Saturday, October 10, 2009

Afrocity

It's difficult for a liberal to convert to conservatism. The difficulty doesn't lie so much in the ideological transformation, rather it lies in the opprobrium a liberal apostate must suffer at the hands of his former friends. Liberal tolerance extends only marginally beyond those with whom they agree. There's little acceptance and well-wishing for those who come to the point in their lives where liberalism or progressivism is seen as a failed worldview. Such a realization is an indictment of the religion that other liberals hold dear, and they often revile the person who rejects the faith upon which they have staked their lives.

The conversion is particularly difficult for African Americans who are considered by their friends and families to be doubly traitorous. Not only do they reject the political ideology in which so many blacks have placed their hope and trust, but they're seen as rejecting their own people as well.
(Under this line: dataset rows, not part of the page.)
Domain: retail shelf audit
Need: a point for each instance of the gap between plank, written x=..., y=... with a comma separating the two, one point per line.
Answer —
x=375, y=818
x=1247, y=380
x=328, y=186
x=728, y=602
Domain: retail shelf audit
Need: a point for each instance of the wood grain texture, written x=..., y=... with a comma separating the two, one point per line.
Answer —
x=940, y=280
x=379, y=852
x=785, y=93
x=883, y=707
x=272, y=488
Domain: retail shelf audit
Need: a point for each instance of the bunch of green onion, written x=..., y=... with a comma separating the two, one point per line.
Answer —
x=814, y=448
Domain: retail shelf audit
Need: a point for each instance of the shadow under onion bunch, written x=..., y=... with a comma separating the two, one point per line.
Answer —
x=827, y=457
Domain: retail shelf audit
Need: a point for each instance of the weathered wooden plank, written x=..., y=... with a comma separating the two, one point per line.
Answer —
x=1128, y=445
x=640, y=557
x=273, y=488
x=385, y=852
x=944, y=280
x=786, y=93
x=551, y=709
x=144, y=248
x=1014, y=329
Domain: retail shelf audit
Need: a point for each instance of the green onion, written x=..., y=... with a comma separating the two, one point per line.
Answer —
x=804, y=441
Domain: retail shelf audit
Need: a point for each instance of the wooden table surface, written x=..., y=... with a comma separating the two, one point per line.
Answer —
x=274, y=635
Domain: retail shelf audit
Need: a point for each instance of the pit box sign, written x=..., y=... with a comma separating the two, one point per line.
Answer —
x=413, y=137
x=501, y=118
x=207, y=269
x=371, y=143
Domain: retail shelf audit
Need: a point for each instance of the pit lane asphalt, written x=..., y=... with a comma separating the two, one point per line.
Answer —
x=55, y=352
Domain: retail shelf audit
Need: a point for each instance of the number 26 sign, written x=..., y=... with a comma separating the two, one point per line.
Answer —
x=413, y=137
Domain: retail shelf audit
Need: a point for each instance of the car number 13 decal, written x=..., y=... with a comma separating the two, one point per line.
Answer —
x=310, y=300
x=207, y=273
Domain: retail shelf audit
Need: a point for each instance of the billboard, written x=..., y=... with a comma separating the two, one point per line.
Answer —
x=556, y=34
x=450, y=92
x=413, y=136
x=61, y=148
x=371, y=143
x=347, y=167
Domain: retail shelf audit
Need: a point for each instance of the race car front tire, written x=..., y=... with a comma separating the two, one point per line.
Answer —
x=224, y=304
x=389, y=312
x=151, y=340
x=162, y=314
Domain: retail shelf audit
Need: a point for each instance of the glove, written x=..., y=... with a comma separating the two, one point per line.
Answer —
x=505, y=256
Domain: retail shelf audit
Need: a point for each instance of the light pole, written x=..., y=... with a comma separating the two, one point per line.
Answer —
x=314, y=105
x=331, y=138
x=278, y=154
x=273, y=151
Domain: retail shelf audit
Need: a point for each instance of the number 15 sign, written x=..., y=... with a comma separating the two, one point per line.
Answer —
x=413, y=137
It's like an Arab Muslim forswearing his family to become a Catholic Christian or a conservative Jew becoming a Baptist.

Such has been the experience of increasing numbers of blacks who think beyond the soothing blandishments and seductions of the liberal elite and recognize that liberalism is an ideological plantation for blacks and that the Democrat party is a false hope.

One black woman who had the scales fall from her eyes is Anita Moncrief who talks here about her sojourn with liberalism, her return to the faith and values of her youth, and the insults she's had to endure as a result.

Another fiesty former liberal calls herself Afrocity and writes a blog where she discusses her disillusionment with the left, her subsequent move to conservatism, and the bitter acrimony from black liberals that her perfidy has earned her.

One hopes that as the excitement of having an African American president begins to subside more African Americans will ask the questions Moncrief and Afrocity asked, that they'll have the strength to withstand the pressures exerted on them to remain faithful to their liberal sugardaddys, and that they'll reject the platitudes, dogmas, and failed nostrums with which the left has plied them for the last 70 years.